The Dolby 2.0 mono soundtrack is presented exclusively in Italian. The English subtitles are player-generated and optional. The package calls the translation new and improved and I only spotted three minor spelling/grammar issues in the subtitles. The audio is pretty dated and a bit distorted. The dubbing (not done by the actors themselves) is also very sloppy, with mouth movements rarely synching with the audio. It may not have gotten as much attention as the picture, but in light of the production, the sound is of adequate quality.
BONUS FEATURES, MENUS and PACKAGING
There are just two bonus features on the disc, but they are major ones. First up is "Fellini's Circus" (42:20), an all-new "video essay" on the film by historian Adriano Aprà. This is quite the retrospective! Colorful charts deconstruct the film by shot length, distance, and motion. Fellini's own words and illustrations from Renzo Renzi's companion book to the film are shared, as is much information on the production, its subject matter, and its place in Fellini's career.
The amount of attention bestowed on this forgotten movie is both surprising and refreshing, making it easy to accept the excessive film clips played here. The documentary is presented in Italian with English subtitles.
The other on-disc extra is the short Marriage Agency (Agenzia matrimoniale) (16:36), Fellini's contribution to the 1953 anthology film Love in the City (L'amore in città). In it, a reporter (Antonio Cifariello) looks into a marriage agency and tries to find a mate for his werewolf friend. It's a diverting little tale.
The scored main menu lays the English title and listings over looped clips from one scene.

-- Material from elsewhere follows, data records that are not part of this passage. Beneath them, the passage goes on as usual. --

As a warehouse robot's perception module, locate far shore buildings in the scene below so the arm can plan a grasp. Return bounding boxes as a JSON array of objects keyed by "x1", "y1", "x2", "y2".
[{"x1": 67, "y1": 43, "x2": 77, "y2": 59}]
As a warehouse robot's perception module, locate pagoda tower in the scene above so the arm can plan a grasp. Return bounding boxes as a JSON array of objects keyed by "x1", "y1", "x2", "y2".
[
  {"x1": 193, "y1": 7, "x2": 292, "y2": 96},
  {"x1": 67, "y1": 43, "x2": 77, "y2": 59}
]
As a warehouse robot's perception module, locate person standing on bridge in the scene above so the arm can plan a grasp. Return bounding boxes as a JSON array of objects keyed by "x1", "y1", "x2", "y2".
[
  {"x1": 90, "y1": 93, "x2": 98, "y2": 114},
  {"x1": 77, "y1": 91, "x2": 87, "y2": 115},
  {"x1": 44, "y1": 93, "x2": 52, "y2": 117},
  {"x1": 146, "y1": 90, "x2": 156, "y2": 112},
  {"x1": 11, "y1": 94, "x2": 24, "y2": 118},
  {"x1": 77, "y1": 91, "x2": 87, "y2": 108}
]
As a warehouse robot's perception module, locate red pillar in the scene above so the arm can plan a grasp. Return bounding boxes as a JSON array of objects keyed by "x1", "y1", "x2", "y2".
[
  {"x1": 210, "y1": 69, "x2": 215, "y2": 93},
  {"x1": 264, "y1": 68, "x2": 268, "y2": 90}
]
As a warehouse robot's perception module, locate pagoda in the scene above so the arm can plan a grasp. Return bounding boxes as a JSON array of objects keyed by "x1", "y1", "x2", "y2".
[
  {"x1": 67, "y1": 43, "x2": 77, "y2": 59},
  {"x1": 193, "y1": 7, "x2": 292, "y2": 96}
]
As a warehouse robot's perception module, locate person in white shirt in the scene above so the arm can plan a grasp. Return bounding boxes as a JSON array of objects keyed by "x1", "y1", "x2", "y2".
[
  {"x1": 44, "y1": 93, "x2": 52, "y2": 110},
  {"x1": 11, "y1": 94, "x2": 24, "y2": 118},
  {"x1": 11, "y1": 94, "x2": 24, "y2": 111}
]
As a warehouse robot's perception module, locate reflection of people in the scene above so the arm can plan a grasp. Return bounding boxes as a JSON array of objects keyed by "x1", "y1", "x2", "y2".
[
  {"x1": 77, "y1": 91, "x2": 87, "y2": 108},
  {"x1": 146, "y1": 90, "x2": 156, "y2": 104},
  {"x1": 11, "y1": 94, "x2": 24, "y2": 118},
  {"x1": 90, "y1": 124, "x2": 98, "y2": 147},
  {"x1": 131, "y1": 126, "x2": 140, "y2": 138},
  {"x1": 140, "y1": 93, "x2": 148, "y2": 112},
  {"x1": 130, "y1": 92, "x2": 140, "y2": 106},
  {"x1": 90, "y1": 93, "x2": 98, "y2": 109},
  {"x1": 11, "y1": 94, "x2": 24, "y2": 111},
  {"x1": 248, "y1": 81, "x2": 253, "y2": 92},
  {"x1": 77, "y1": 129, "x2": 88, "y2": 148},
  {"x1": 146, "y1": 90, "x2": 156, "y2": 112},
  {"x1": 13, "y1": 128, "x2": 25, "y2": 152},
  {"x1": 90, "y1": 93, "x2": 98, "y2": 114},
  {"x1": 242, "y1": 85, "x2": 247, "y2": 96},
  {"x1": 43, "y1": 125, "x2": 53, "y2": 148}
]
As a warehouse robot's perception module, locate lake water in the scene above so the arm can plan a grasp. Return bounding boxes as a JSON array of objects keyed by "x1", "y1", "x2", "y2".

The Clowns is packaged in a cardboard box that's slightly slimmer than a standard DVD keepcase. Inside are two items, each as artistically adorned as the outer case's cover. The DVD is held in a Digipak decorated with photographs of Fellini in clown make-up and some paintings. The other item is A Journey Into the Shadow, a softcover 48-page book consisting of Fellini's reflections on The Clowns, crew member caricatures, and used/unused script excerpts. The book concludes with useful credits and technical information on everything on the disc. There is even a bookmark with the Fratellinis' three clown masks seen in the film.
CLOSING THOUGHTS
Billed as a docu-comedy, The Clowns is a curious film from one of cinema's grandest legends. I'm not sure it will hold much value for anyone but Fellini buffs/completists and circus enthusiasts, but Raro Video has treated it to a nice, loving Region 1 DVD debut with a couple of exceptional extras and a great companion book. While the film sort of falls apart in its second half, one could hardly ask for a better DVD release of it.